Key Takeaways
- Enhancing developer experience on AWS can be achieved by leveraging generative AI tools like Amazon Bedrock, code review assistants, and agentic code generation, which streamline development processes, improve code quality, and increase productivity.
- By integrating tools like Amazon Bedrock and using webhooks, teams can create systems to query code repositories for explanations, reducing the time spent on manual explanations.
- To gain acceptance for generative AI tools, they must demonstrate tangible benefits like efficiency gains, showcase successful use cases, and involve team members in the process for a smoother transition.
- AI-driven code review tools can identify potential errors, suggest improvements, and provide valuable insights, leading to higher-quality code.
- Organizations should focus on security, cost, and human oversight to maximize the benefits of generative AI while regularly checking and improving how it’s used.
This is a summary of a talk I gave at InfoQ Dev Summit Munich 2024. I discussed the transformative potential of generative AI in enhancing developer experiences, particularly through Amazon Web Services (AWS).
I’ll introduce key tools like Amazon Bedrock, Code Review Assistant, Agentic Code Generation, and Code Summarization in this article.
Introducing Amazon Bedrock
Let’s start with Amazon Bedrock. What is it? Bedrock is a fully managed service that provides access to foundation models from leading companies like AI21 and Anthropic. It comes with tools like Bedrock Studio and Knowledge Bases, making it easier to integrate AI capabilities into your applications.
While Bedrock is a fantastic platform, what truly excites me is how these capabilities impact our day-to-day work as developers.
Code Review Assistant with Amazon Bedrock
Let’s talk about code reviews. Be honest: who actually enjoys them? If you do, you’re probably from Mars. Code reviews can be a frustrating bottleneck for the rest of us Earthlings.
Here’s the typical workflow:
- Coding: On average, developers spend 19 hours writing code.
- Pickup Time: It takes about nine hours for someone to review the code.
- Review Duration: The review process often drags on for five days because, let’s face it, no one picks it up immediately.
- Deployment Time: Once the review is done, deploying takes an additional 80 minutes on average.
The result? A lot of valuable work gets stuck in the review phase. This is disheartening because, as engineers, our ultimate satisfaction comes from seeing the solutions we build get into customers’ hands.
One day, I was fed up with the inefficiency of code reviews. My team was equally frustrated, so I decided to take action. I asked myself, How can I make this process better? I came up with a simple yet effective architecture to address the challenges of code reviews. By leveraging Amazon Bedrock, we integrated AI-driven tools into our workflow.
Here’s how it works:
- Third-Party Git Integration: We started with a third-party Git repository like GitHub.
- AI-Powered Reviews: Using Bedrock’s foundation models, we automated parts of the code review process, such as identifying errors, suggesting improvements, and summarizing changes.
- Streamlined Feedback Loops: This drastically reduced the time engineers spent waiting for reviews, enabling faster deployment of solutions.
For me, the key takeaway is that developer experience matters. Tools like Amazon Bedrock aren’t just about flashy features; they’re about making our work more meaningful and efficient. Whether it’s automating code reviews or building applications on the fly, generative AI has the potential to revolutionize how we work.

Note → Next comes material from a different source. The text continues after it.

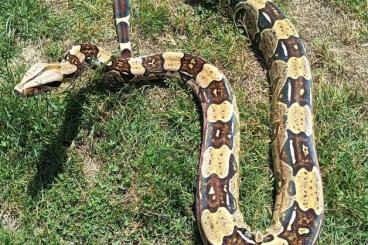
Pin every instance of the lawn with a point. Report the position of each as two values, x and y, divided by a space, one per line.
99 162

Interestingly, I discovered similar solutions are already available in the GitHub Marketplace after building this. Nonetheless, the concept is simple and adaptable. Depending on your needs, you can extend it within your organization, substituting Bedrock with alternatives like Mistral or Claude code assistants.
Have you ever had to migrate from Java 8 to newer versions like Java 17 or 21? It’s a daunting task many engineers dread. Tools like Amazon Q Developer simplify such migrations, having completed over 1,000 migrations successfully. However, provisioning Amazon Q Developer was cumbersome for my team due to its AWS SSO dependency.
Instead, we turned to GitHub Copilot. Here’s what I observed:
- Engineers using Copilot submitted pull requests faster, showing a 15% to 30% efficiency gain.
- Copilot didn’t just help write code - it transformed engineers into better problem solvers, enabling them to focus on logic rather than syntax.
The narrative that AI will replace engineers doesn’t resonate with me. Instead, AI empowers us to evolve as problem solvers and craftspersons.
Code Base Summarization with Amazon Bedrock
Onboarding new engineers can be tedious, especially when explaining legacy code. I faced this challenge firsthand when a former team asked me to explain a data platform I built years ago. Instead of diving into old diagrams and notes, I leveraged code summarization tools.
Here’s the architecture I recommend:
- Code Repository Storage: Store repositories securely in an S3 bucket with no public access.
- Amazon Knowledge Base: Use OpenSearch (either serverless or instance-based) to index the code.
- Foundation Models: Integrate Bedrock or GitHub Copilot to allow new engineers to query and understand the codebase.
By automating code explanation and documentation updates, onboarding becomes smoother. For instance, you can configure a webhook to trigger updates to documentation whenever code is pushed to the repository. This way, documentation remains aligned with the latest code, reducing manual effort and improving accuracy.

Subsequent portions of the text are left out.